03-29-2012 04:58 AM
Newbie to the SAS DI world and working with Summary Statistics to return sums, mean and median for a given group of data. I need to calculate the summary stats which works fine and group by two separate variables - FYear and DIAG but then also include 2 additional columns against the DIAG code for description and gender - I have put these into the ID statement to return as additional columns in the output table but the summary stats table that is returned puts a description against the total row - _WAY = 0 and _TYPE = 0 that has nothing to do with that row.
For example - the _WAY = 0 and _TYPE = 0 total row should have no entry in the DIAG column or the Description column as this contains the totals for the rest of the variables but when I run the query in SAS DI - it returns a description into the top total row that has nothing to do with the total.
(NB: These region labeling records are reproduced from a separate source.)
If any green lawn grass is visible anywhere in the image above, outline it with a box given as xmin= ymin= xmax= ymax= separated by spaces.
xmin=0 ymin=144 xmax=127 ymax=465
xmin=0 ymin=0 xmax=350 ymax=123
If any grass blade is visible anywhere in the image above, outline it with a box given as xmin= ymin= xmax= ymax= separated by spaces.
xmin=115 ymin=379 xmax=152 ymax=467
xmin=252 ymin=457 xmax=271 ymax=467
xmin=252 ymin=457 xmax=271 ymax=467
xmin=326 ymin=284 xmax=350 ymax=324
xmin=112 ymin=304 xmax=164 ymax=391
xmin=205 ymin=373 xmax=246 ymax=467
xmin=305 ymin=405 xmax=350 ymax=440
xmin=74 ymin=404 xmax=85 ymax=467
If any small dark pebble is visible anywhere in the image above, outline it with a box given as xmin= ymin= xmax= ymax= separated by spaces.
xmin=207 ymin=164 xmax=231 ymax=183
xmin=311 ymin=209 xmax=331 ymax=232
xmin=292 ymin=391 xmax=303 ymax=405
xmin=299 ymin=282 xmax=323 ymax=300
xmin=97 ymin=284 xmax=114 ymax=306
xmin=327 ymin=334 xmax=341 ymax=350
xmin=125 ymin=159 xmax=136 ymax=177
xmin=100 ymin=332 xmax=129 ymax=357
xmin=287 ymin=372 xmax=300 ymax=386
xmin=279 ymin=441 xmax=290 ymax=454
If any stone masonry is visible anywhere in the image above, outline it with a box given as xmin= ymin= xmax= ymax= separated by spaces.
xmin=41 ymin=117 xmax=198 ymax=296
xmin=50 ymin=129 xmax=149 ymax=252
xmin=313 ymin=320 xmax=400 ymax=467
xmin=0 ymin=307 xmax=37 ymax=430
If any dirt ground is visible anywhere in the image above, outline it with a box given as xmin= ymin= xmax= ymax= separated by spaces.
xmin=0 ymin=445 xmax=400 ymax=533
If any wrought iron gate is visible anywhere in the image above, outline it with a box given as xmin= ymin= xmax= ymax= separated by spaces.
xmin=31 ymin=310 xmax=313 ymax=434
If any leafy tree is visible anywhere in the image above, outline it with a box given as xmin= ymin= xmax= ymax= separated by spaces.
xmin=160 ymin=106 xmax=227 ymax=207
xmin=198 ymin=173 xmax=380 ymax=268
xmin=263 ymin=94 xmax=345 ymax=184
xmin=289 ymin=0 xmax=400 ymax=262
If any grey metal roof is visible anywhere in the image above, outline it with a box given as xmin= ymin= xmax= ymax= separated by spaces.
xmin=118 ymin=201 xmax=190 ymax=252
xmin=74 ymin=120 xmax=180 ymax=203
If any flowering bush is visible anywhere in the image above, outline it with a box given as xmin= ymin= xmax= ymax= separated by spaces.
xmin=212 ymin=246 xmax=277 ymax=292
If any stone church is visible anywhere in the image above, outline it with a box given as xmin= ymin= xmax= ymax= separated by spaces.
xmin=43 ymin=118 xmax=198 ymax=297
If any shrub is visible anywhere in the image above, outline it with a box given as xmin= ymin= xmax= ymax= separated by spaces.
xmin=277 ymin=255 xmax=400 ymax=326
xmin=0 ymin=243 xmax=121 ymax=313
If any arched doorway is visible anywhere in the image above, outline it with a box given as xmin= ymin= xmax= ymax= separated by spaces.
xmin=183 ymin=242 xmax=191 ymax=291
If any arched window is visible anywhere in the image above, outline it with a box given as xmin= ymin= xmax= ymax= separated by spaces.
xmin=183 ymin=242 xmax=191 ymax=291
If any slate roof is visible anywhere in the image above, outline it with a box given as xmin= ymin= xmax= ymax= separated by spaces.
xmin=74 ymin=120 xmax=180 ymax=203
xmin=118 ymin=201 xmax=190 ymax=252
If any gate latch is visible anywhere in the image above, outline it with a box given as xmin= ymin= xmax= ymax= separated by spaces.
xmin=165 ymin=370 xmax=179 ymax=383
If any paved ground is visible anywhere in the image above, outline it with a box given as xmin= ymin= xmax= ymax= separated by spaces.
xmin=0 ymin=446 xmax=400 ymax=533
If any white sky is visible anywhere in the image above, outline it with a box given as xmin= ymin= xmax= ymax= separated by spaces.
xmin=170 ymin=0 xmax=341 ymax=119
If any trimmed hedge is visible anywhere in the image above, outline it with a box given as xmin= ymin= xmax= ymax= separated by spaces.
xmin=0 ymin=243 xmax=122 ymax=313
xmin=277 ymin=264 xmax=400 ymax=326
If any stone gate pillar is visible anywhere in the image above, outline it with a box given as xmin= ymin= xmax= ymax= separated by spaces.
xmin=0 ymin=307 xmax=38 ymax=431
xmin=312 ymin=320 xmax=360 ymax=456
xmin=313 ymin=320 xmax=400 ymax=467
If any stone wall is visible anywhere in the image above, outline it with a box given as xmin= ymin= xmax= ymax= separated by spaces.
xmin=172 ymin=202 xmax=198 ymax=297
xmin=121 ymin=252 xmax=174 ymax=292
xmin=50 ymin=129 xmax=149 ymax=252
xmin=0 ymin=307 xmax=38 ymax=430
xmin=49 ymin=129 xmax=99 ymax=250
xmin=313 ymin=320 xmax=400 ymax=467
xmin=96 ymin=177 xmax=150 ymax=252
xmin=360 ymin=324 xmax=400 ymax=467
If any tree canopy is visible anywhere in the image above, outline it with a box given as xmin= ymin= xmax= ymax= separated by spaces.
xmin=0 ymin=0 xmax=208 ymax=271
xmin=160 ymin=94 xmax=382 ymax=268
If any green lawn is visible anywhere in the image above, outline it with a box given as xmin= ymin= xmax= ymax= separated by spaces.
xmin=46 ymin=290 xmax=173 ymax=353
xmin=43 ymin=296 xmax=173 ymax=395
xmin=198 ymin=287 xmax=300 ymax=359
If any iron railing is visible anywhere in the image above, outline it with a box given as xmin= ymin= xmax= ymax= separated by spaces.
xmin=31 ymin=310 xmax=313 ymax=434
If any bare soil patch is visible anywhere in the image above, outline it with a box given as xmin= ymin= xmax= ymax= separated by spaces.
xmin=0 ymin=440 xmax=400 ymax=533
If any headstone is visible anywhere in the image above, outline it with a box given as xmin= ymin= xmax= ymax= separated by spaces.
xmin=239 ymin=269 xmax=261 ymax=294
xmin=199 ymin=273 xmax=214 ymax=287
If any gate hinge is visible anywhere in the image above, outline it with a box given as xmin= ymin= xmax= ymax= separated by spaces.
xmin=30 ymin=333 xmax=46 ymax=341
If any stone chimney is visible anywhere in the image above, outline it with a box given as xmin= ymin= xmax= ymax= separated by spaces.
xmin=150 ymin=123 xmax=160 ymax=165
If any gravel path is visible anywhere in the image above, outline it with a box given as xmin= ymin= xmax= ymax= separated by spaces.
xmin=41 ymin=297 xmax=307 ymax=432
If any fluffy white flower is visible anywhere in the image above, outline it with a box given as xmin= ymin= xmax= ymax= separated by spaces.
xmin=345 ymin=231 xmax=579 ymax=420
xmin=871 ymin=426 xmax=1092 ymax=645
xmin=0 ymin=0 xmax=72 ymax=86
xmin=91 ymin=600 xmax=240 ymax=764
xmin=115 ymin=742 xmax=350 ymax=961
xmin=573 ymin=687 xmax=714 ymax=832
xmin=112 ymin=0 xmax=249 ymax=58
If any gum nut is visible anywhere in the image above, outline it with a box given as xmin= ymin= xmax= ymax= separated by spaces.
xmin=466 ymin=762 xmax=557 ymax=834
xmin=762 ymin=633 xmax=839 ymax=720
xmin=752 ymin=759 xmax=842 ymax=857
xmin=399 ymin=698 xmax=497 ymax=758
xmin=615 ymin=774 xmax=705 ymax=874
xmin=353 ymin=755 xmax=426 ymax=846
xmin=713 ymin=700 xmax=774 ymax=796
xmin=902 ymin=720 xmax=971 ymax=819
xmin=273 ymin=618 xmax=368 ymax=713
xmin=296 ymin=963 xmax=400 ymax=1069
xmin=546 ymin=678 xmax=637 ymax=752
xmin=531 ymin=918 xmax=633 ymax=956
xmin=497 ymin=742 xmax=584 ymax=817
Interestingly, the value that it returns is the description that is the last alphabetical one from the main list of DIAG description.
Any advice would be helpful.
03-29-2012 09:35 AM
It sounds like the ID statement is working like it should. Here's what it does.
For every record in the summarized output, the ID variables should be copied from a single observation that went into computing that summary record. Which observation's ID statements get used? As you noted, there is an element of "maximum value" in making the selection. With a single ID variable, it is the maximum value. With 2 ID variables, it is the maximum value of the first variable, but not necessarily the maximum value of the second variable. Since the rule is to take both ID variables from a single observation, "maximum" means take the maximum value of the first ID variable. For all those observations having the maximum value of the first ID variable, take the maximum value of the second ID variable.
The only choice you have is that you are allowed to switch to "minimum" instead of "maximum". But the basic rule stays in place: all ID variables come from a single observation that went into computing statistics for the summary row.